As a foreign visitor from a very distant planet, one thing struck me on the National Mall: the place was sacred. It was not like London, Paris or other Western capitals where official power resides in buildings that are beautiful and nothing more. Here, the spiritual and the temporal were deeply intertwined. The National Mall looked like the Angkor Wat of the American Civil Religion.

The National Mall in Washington D.C. hosts on its borders the American political institutions: the Capitol, the White House and the Supreme Court, and in its heart memorials to the most important American presidents. The Mall is also surrounded by cultural landmarks: the National Gallery of Art, the Library of Congress, and others.

The memorials are built in such a way as to give you spiritual feelings. Washington Monument is a gigantic Egyptian obelisk. The Lincoln Memorial architecture imitates Greek temples. The Jefferson Memorial looks like the Pantheon in Rome. The source of inspiration for the Franklin D. Roosevelt Memorial could have been Stonehenge or some other primitive sanctuary. The memorials want the visitor to be impressed (Washington, Jefferson, Lincoln) or to meditate (Roosevelt). In all of them you can read the President's sayings in letters as large as "Tu es Petrus" in San Peter's Vatican City basilica. These words, once controversial, are now almost as sacred as the Bible.

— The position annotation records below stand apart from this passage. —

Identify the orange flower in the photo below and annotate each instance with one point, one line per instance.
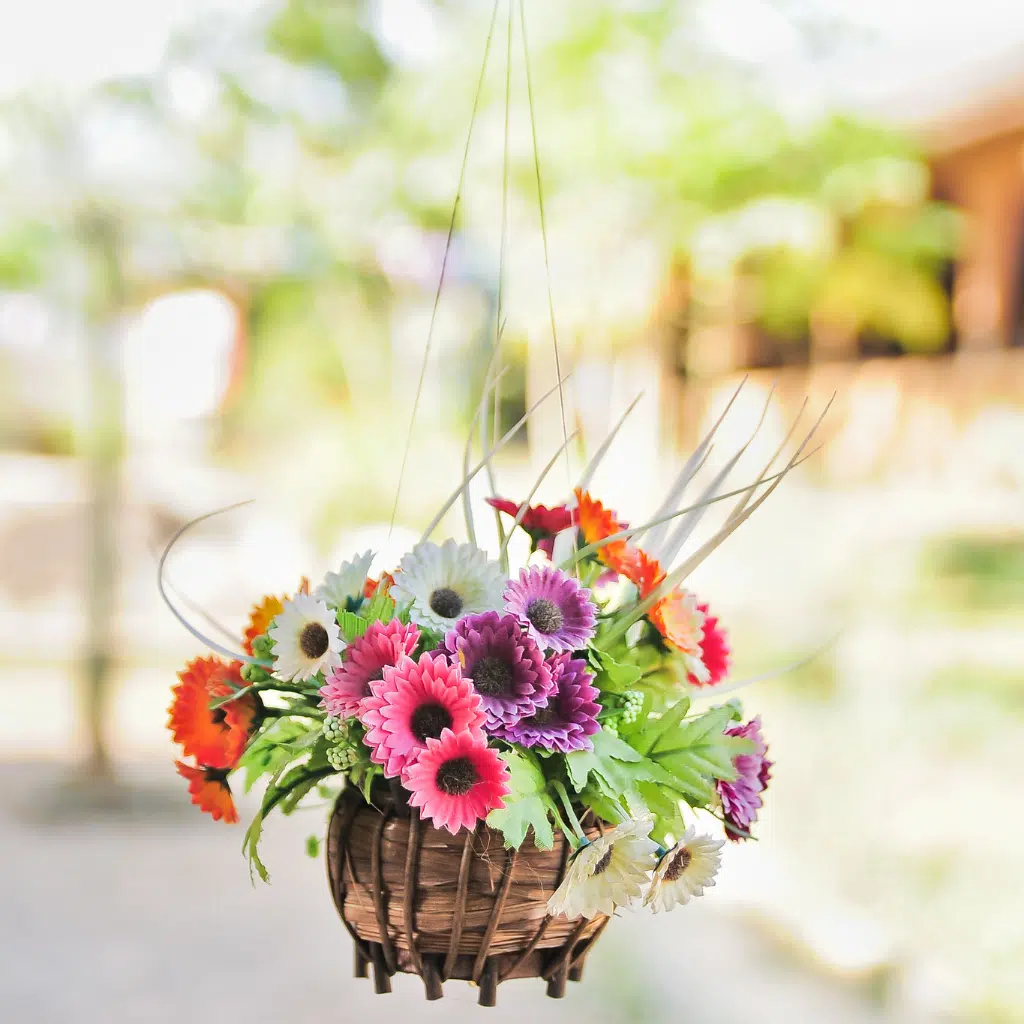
(260, 619)
(210, 792)
(215, 737)
(679, 620)
(597, 522)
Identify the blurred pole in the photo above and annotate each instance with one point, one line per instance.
(100, 237)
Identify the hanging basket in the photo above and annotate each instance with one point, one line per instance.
(419, 900)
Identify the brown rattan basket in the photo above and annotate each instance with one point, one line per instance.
(419, 900)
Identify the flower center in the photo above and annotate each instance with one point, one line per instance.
(428, 721)
(313, 640)
(457, 777)
(679, 864)
(602, 865)
(492, 676)
(445, 602)
(545, 614)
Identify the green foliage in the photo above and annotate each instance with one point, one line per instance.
(352, 626)
(527, 805)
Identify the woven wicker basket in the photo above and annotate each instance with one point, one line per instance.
(418, 900)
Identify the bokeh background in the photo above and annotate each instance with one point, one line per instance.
(221, 229)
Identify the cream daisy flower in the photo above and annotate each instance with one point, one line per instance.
(684, 871)
(338, 588)
(306, 639)
(606, 873)
(442, 584)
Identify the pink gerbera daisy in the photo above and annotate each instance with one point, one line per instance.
(714, 650)
(415, 702)
(457, 780)
(366, 659)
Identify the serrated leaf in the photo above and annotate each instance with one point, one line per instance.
(648, 738)
(352, 626)
(525, 806)
(614, 677)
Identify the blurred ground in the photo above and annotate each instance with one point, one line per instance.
(132, 908)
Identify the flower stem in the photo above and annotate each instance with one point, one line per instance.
(570, 814)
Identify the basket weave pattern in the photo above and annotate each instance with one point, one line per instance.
(419, 900)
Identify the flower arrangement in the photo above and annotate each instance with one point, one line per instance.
(555, 704)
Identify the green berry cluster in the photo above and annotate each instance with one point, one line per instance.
(632, 706)
(342, 758)
(263, 649)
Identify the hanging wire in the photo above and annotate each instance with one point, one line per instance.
(440, 280)
(547, 260)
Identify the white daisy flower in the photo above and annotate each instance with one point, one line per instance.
(448, 582)
(306, 639)
(684, 871)
(347, 583)
(607, 872)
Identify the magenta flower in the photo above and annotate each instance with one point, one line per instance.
(570, 717)
(365, 662)
(504, 664)
(741, 798)
(417, 701)
(553, 608)
(457, 780)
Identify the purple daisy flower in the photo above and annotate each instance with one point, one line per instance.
(570, 717)
(553, 608)
(506, 666)
(741, 798)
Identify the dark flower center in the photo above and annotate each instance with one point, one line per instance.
(313, 640)
(445, 602)
(679, 864)
(428, 721)
(492, 676)
(457, 777)
(602, 865)
(545, 614)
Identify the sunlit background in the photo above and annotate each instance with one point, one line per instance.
(221, 229)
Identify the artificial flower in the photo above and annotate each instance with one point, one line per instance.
(555, 610)
(210, 792)
(365, 660)
(306, 639)
(457, 780)
(443, 583)
(678, 617)
(741, 798)
(260, 617)
(570, 716)
(606, 872)
(714, 650)
(504, 663)
(215, 736)
(347, 585)
(414, 702)
(597, 522)
(684, 871)
(541, 522)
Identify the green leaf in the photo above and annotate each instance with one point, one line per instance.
(352, 626)
(526, 806)
(614, 677)
(381, 608)
(648, 738)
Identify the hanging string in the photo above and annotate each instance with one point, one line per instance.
(547, 260)
(444, 258)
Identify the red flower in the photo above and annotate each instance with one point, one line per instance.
(541, 522)
(214, 736)
(210, 792)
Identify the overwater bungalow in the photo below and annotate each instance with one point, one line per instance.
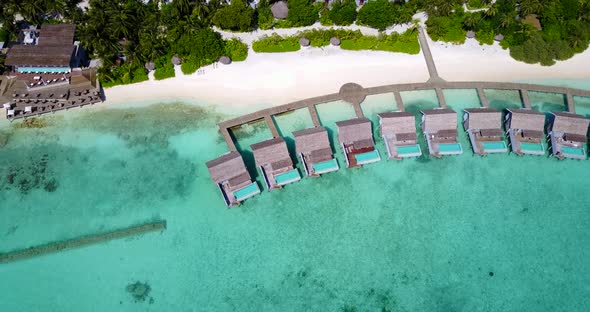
(355, 137)
(569, 135)
(313, 148)
(440, 128)
(232, 178)
(398, 130)
(525, 131)
(275, 164)
(484, 127)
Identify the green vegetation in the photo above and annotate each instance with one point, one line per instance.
(276, 43)
(350, 40)
(381, 14)
(342, 13)
(236, 50)
(238, 16)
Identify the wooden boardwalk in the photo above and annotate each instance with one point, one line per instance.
(355, 94)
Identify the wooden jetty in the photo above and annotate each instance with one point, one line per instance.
(83, 241)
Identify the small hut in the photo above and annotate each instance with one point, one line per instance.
(525, 131)
(273, 160)
(569, 135)
(398, 130)
(150, 66)
(304, 42)
(280, 10)
(355, 137)
(313, 148)
(176, 60)
(440, 128)
(335, 41)
(484, 127)
(225, 60)
(230, 175)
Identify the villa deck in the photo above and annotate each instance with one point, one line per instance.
(274, 162)
(313, 148)
(440, 128)
(568, 135)
(525, 131)
(484, 127)
(398, 130)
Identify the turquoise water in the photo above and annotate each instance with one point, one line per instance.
(331, 164)
(464, 233)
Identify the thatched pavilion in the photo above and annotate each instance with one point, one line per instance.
(440, 128)
(484, 127)
(355, 137)
(313, 148)
(280, 10)
(229, 173)
(273, 160)
(398, 130)
(569, 135)
(525, 131)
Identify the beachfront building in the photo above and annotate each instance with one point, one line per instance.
(274, 162)
(355, 137)
(484, 127)
(45, 75)
(230, 175)
(440, 128)
(313, 148)
(525, 131)
(398, 130)
(568, 133)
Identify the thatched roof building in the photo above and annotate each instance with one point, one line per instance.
(229, 167)
(225, 60)
(355, 131)
(273, 152)
(572, 125)
(280, 10)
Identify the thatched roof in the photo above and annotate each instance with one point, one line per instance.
(55, 48)
(397, 123)
(436, 120)
(312, 139)
(280, 9)
(225, 60)
(226, 167)
(335, 41)
(484, 118)
(526, 119)
(570, 123)
(270, 151)
(354, 130)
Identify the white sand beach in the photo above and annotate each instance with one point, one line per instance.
(272, 79)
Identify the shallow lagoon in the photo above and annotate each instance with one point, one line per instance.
(463, 233)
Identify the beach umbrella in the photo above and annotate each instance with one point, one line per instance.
(280, 10)
(225, 60)
(176, 60)
(304, 42)
(150, 66)
(335, 41)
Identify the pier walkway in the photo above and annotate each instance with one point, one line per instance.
(355, 94)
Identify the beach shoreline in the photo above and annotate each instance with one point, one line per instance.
(271, 79)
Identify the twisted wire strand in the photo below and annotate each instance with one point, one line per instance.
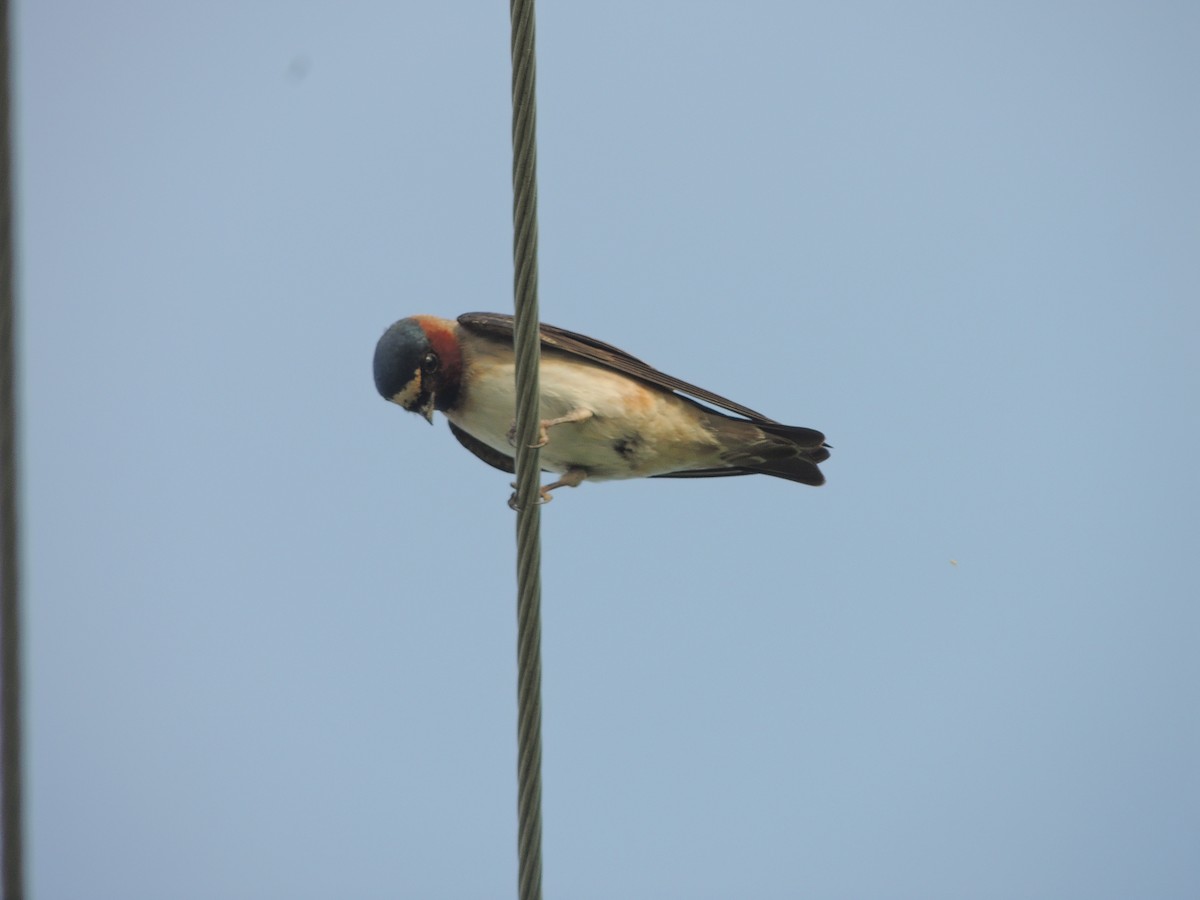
(528, 471)
(10, 609)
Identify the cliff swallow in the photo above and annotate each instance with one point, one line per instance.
(607, 414)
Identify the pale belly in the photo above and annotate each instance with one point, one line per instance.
(634, 431)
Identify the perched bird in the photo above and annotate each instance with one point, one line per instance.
(607, 414)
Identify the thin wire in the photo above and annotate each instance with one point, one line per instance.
(10, 610)
(528, 351)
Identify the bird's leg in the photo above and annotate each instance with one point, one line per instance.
(575, 415)
(571, 478)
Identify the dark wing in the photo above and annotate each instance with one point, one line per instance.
(499, 325)
(484, 451)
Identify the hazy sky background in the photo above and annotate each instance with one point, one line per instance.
(271, 618)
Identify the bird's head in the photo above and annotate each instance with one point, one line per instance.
(418, 365)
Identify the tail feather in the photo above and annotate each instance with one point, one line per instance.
(786, 451)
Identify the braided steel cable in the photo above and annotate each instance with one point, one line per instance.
(10, 549)
(528, 471)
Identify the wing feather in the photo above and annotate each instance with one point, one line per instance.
(499, 325)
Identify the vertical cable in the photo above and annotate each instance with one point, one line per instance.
(528, 351)
(10, 549)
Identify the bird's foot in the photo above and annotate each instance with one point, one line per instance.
(571, 478)
(545, 425)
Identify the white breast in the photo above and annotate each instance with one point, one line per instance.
(634, 431)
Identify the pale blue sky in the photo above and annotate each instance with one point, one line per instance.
(271, 618)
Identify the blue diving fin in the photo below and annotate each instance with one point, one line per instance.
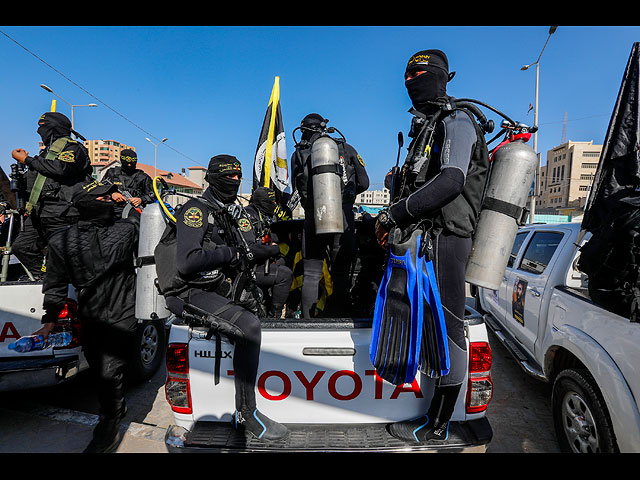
(397, 320)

The relative position of the memorials is also very significant. In the middle stands the obelisk of Washington, who lead the nation to independence, founded the Union and became the first President. From there, you can see at a glance the Capitol and the White House, which are the most important political decision centers in the world, in the same way as you can see the decision centers of the world's economy from the Brooklyn Bridge in New York City. Behind Washington stands Lincoln, who saved the Union by turning a free association of States into a united nation. On Washington's side, there's Jefferson, his ally, his successor as President, but also a philosopher; hence his retired and quiet position away from the center of the Mall. Then, in the middle of the trees, the Memorial of Roosevelt portrays him as a sapient man. Here is a simplified map:


                   White House
                        |
                        |                                    Supreme Court
    Lincoln----------Washington----------------------Capitol /
          \             |
         Roosevelt---Jefferson
            

The visitor is supposed to walk from one place to another. Long distances lead him to spend a whole day on the site and give him plenty of time to think about what he has just seen and what the next building on his route means. Perspectives have been carefully studied, in the spirit of Pierre Charles L'Enfant, the French engineer who planned Washington D.C.: the Capitol and the Washington obelisk stand on small hills above ponds that reflect their image. No skyscraper from the outside can divert the visitor's attention from the memorials or the institutions.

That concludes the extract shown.